Description
I've been testing out Editly to concatenate various home videos, with transitions and subtitles. Overall it's working well, but I discovered that eventually audio will go out of sync. #117 suggests using detached-audio
layers as a workaround, and that works, but is cumbersome because I basically have to list each video clip twice.
Then I started comparing the audio clips extracted into the temp directory when Editly runs. The first thing I noticed was that the length of the concatenated audio file was different depending on whether or not keepSourceAudio
was enabled. If it was, then the file was shorter, in some cases by several seconds; if it wasn't, then the length was correct (i.e. matched the length of the final video).

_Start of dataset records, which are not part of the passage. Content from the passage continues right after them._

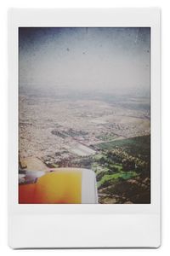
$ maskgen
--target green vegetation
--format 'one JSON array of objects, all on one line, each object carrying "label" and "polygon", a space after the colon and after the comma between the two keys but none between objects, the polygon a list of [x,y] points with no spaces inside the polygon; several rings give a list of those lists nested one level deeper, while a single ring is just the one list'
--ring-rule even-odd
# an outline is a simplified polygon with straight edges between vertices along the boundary
[{"label": "green vegetation", "polygon": [[134,177],[137,177],[138,174],[134,171],[130,172],[121,172],[115,174],[105,174],[102,177],[100,181],[98,183],[98,188],[101,189],[102,187],[105,187],[110,185],[112,183],[116,183],[120,180],[127,180]]},{"label": "green vegetation", "polygon": [[98,144],[103,150],[113,148],[122,148],[125,152],[139,157],[144,160],[150,160],[150,136],[141,136],[128,139],[112,141]]}]

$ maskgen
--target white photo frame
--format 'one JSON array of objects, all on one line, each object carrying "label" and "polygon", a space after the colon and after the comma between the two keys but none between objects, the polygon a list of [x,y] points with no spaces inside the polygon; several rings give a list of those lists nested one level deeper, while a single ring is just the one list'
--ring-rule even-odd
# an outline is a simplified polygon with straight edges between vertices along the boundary
[{"label": "white photo frame", "polygon": [[[150,204],[18,203],[18,28],[20,26],[150,27]],[[161,245],[160,37],[158,9],[9,10],[8,244],[12,248],[158,247]]]}]

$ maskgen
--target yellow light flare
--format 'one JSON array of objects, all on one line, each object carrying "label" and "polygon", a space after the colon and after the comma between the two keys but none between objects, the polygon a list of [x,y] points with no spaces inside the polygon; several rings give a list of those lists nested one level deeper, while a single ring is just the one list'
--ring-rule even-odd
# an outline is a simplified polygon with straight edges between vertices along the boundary
[{"label": "yellow light flare", "polygon": [[57,171],[38,178],[37,183],[20,185],[20,203],[80,204],[82,172]]}]

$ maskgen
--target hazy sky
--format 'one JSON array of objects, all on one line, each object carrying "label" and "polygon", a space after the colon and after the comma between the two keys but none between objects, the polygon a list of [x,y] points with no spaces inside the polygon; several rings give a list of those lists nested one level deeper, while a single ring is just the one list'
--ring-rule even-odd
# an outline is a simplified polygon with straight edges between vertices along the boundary
[{"label": "hazy sky", "polygon": [[20,27],[20,85],[150,90],[150,28]]}]

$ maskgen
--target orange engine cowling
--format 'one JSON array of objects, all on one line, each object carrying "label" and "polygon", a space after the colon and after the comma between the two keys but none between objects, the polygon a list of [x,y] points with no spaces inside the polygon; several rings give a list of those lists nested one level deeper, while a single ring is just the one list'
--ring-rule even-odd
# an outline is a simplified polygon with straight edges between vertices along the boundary
[{"label": "orange engine cowling", "polygon": [[[19,203],[81,204],[83,201],[92,203],[93,198],[95,203],[96,195],[90,195],[90,193],[96,193],[96,183],[95,180],[91,180],[94,175],[90,177],[89,171],[93,172],[86,169],[59,168],[38,177],[34,183],[20,184]],[[91,189],[90,186],[94,187]],[[87,201],[88,197],[89,200]]]}]

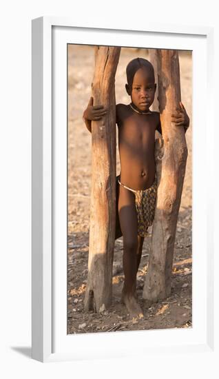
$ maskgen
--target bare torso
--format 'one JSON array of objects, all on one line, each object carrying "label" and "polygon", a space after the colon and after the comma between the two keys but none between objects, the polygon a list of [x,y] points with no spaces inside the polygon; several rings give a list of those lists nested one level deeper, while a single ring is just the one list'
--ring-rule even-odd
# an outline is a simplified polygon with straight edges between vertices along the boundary
[{"label": "bare torso", "polygon": [[[129,105],[116,105],[121,181],[133,190],[145,190],[154,181],[155,131],[160,127],[156,112],[139,114]],[[160,131],[160,130],[159,130]]]}]

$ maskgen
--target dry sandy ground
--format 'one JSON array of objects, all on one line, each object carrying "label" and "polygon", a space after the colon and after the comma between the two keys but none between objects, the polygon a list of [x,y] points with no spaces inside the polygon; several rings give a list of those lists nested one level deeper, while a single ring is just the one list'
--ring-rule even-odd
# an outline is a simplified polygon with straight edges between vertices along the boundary
[{"label": "dry sandy ground", "polygon": [[[117,103],[128,104],[125,68],[133,58],[147,58],[146,49],[122,48],[116,76]],[[91,183],[91,134],[82,114],[91,94],[94,72],[94,48],[69,45],[68,86],[68,265],[67,334],[93,333],[191,326],[191,130],[186,134],[189,155],[175,243],[171,296],[149,309],[142,291],[149,260],[151,236],[145,239],[143,258],[137,276],[137,293],[144,311],[138,322],[129,320],[121,303],[124,280],[123,238],[116,240],[113,298],[110,308],[101,314],[83,309],[89,249]],[[192,61],[189,52],[180,54],[182,101],[191,120]],[[120,172],[117,143],[116,174]]]}]

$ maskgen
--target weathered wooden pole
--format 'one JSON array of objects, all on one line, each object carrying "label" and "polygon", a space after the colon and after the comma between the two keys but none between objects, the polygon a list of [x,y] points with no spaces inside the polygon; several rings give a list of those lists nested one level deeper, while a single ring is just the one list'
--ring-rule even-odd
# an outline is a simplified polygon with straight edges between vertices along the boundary
[{"label": "weathered wooden pole", "polygon": [[111,303],[116,226],[115,74],[121,48],[96,46],[92,85],[94,105],[108,109],[92,122],[92,187],[85,310],[98,311]]},{"label": "weathered wooden pole", "polygon": [[171,292],[176,223],[187,157],[184,128],[171,122],[171,115],[180,101],[178,52],[158,50],[156,54],[163,142],[160,140],[156,144],[157,203],[143,295],[150,303],[165,298]]}]

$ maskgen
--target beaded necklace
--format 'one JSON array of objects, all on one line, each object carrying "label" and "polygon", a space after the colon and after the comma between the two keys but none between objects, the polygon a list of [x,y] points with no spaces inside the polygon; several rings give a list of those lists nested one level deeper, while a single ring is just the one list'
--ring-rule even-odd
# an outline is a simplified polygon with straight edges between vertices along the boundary
[{"label": "beaded necklace", "polygon": [[140,110],[136,110],[136,109],[132,105],[132,103],[130,103],[129,106],[131,107],[131,108],[132,108],[134,112],[136,112],[137,113],[139,113],[139,114],[152,114],[152,112],[151,111],[149,111],[149,112],[143,112],[143,111],[140,111]]}]

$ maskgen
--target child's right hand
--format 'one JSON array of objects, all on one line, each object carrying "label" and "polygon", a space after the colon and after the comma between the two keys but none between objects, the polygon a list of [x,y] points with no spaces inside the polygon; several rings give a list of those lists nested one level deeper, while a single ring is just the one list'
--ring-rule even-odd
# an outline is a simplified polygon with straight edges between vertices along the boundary
[{"label": "child's right hand", "polygon": [[107,110],[103,105],[93,105],[94,98],[91,97],[88,103],[87,109],[85,109],[83,116],[87,120],[96,121],[101,120],[107,113]]}]

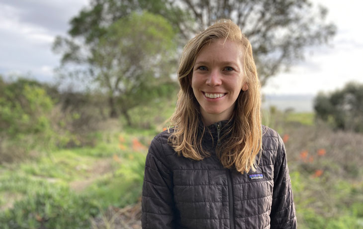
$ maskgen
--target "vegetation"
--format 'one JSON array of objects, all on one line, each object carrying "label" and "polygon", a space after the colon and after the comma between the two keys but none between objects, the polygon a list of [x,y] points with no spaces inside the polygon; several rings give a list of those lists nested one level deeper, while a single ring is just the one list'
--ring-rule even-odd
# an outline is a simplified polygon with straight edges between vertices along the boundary
[{"label": "vegetation", "polygon": [[[326,42],[335,34],[334,24],[325,21],[327,11],[306,0],[92,0],[71,21],[64,44],[64,62],[87,61],[109,26],[133,11],[147,11],[167,19],[179,33],[180,45],[217,19],[231,18],[252,44],[259,75],[264,84],[271,77],[303,57],[307,46]],[[172,57],[172,60],[173,59]]]},{"label": "vegetation", "polygon": [[[59,72],[84,90],[0,76],[0,228],[140,228],[148,146],[175,107],[175,53],[216,15],[235,17],[263,83],[334,33],[308,1],[220,1],[92,0],[54,43]],[[299,228],[363,228],[362,91],[321,94],[316,114],[264,111],[286,145]]]},{"label": "vegetation", "polygon": [[317,117],[334,128],[363,132],[363,84],[349,83],[330,94],[320,93],[314,108]]},{"label": "vegetation", "polygon": [[[48,98],[47,93],[43,97]],[[58,103],[53,102],[52,109],[62,107]],[[91,131],[92,145],[35,144],[36,147],[29,147],[32,157],[17,157],[11,163],[1,161],[0,228],[140,228],[148,145],[162,131],[164,120],[175,106],[172,101],[156,104],[152,109],[144,106],[131,110],[133,121],[140,123],[137,128],[124,127],[122,118],[100,121],[102,127]],[[19,111],[27,111],[26,106],[23,108]],[[50,112],[45,111],[48,117]],[[264,112],[263,117],[265,124],[278,130],[285,142],[299,228],[363,228],[362,133],[335,131],[327,124],[314,122],[311,114],[272,108]],[[46,126],[52,138],[58,139],[58,132],[52,130],[53,124]],[[11,133],[1,139],[3,143],[10,140]],[[27,137],[41,142],[37,138],[39,133],[34,133]],[[76,132],[69,134],[78,136]],[[3,132],[2,136],[5,135]],[[16,138],[11,140],[21,142]],[[5,149],[12,150],[10,156],[16,154],[15,148]]]}]

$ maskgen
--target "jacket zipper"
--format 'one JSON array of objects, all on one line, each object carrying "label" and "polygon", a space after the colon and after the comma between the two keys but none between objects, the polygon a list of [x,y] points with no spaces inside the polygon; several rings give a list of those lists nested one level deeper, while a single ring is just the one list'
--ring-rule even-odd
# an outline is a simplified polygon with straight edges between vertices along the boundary
[{"label": "jacket zipper", "polygon": [[221,132],[221,122],[218,122],[217,125],[217,135],[218,136],[218,140],[217,140],[217,145],[218,146],[221,145],[221,140],[219,139],[219,133]]},{"label": "jacket zipper", "polygon": [[229,207],[229,224],[231,229],[234,229],[234,214],[233,213],[233,190],[232,190],[232,174],[231,170],[227,169],[227,177],[228,183],[228,206]]}]

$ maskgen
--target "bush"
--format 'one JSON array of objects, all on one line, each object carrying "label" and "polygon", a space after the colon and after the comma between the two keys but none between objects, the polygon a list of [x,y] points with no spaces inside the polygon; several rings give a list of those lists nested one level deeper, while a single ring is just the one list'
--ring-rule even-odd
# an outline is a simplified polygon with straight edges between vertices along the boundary
[{"label": "bush", "polygon": [[363,84],[350,83],[341,90],[320,93],[314,104],[317,117],[334,127],[363,132]]},{"label": "bush", "polygon": [[0,212],[0,228],[84,229],[90,228],[90,218],[98,212],[96,204],[86,197],[65,187],[44,185]]}]

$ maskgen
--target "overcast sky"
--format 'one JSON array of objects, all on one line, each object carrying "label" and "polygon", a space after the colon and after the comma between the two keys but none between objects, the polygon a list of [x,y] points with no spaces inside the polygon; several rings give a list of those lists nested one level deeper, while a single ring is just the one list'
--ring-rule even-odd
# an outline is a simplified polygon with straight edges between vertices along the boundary
[{"label": "overcast sky", "polygon": [[[0,74],[20,74],[52,82],[60,56],[51,50],[54,37],[65,35],[70,18],[88,0],[0,0]],[[329,10],[338,26],[329,45],[310,49],[305,60],[270,80],[270,94],[312,94],[363,83],[363,1],[313,0]]]}]

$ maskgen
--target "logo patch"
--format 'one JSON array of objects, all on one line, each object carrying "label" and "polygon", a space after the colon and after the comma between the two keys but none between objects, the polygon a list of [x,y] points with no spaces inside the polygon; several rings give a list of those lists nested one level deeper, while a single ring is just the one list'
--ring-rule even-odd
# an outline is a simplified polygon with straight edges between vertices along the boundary
[{"label": "logo patch", "polygon": [[262,173],[248,174],[248,177],[251,180],[259,180],[260,179],[264,179],[264,175]]}]

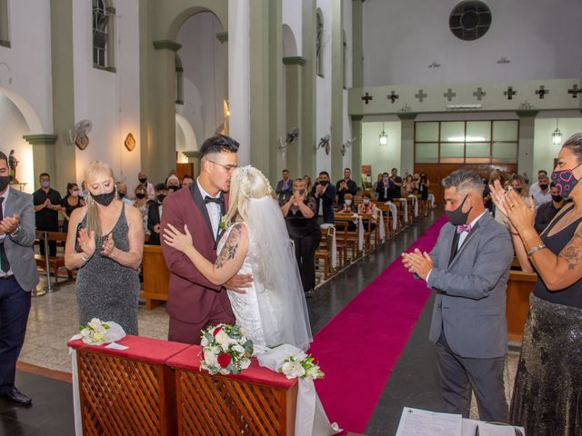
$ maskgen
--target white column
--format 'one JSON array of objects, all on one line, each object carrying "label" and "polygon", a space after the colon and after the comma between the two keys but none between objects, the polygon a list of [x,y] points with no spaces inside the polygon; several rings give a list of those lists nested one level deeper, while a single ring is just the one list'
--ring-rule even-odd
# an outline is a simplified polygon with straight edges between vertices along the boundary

Then I looked at the individual clips and found that in some cases the extracted audio clip was shorter than the silence clip generated for the same video clip (when disabling keepSourceAudio
). This only happened with some video files, and only if there was no cutTo
specified. Turns out, in those files the audio track is shorter than the video track. For example:
$ mediainfo --output=JSON SAM_4235.AVI | jq -r '.media.track[] | ."@type", .Duration'
General
20.767
Video
20.767
Audio
20.758
$ ffmpeg -nostdin -i SAM_4235.AVI -t 20.767 -sample_fmt s32 -ar 48000 -map a:0 -c:a flac -y test.flac 2>/dev/null
$ mediainfo --Output="General;%Duration%" test.flac
20758
It's a small difference, but over dozens of files it adds up. It also explains why the problem doesn't occur when keepSourceAudio
is disabled - the silence files are generated to the exact same length as the video clip, so the concatenated audio file is also the correct length.
A couple of possible fixes I tested:
-
Pad the extracted audio to the length of the video:
$ ffmpeg -nostdin -i SAM_4235.AVI -t 20.767 -sample_fmt s32 -ar 48000 -map a:0 -c:a flac -af apad -shortest -y test.flac 2>/dev/null $ mediainfo --Output="General;%Duration%" test.flac 20767
This works, but I'm not sure how it might affect files where the audio track is longer than the video track.
-
Always generate the silence clips and merge them with the extracted audio clips:
$ ffmpeg -nostdin -f lavfi -i anullsrc=channel_layout=stereo:sample_rate=44100 -sample_fmt s32 -ar 48000 -t 20.767 -c:a flac -y silence.flac 2>/dev/null $ mediainfo --Output="General;%Duration%" silence.flac 20767 $ ffmpeg -nostdin -i SAM_4235.AVI -i silence.flac -filter_complex "[0:1][1:0] amix=inputs=2:duration=longest[a]" -t 20.767 -sample_fmt s32 -ar 48000 -map "[a]" -c:a flac -y test.flac 2>/dev/null $ mediainfo --Output="General;%Duration%" test.flac 20767
This also works, but I'm not sure how it might affect files with more than one audio stream. Alternatively, the silence and extracted audio can be merged as a separate step.
I guess another possible solution would be to generate a silence clip that's the full length of the final video and merge the extracted audio clips to it at the correct positions. Or something else I'm not thinking of, I just trial&error'd my way through this with different ffmpeg flags.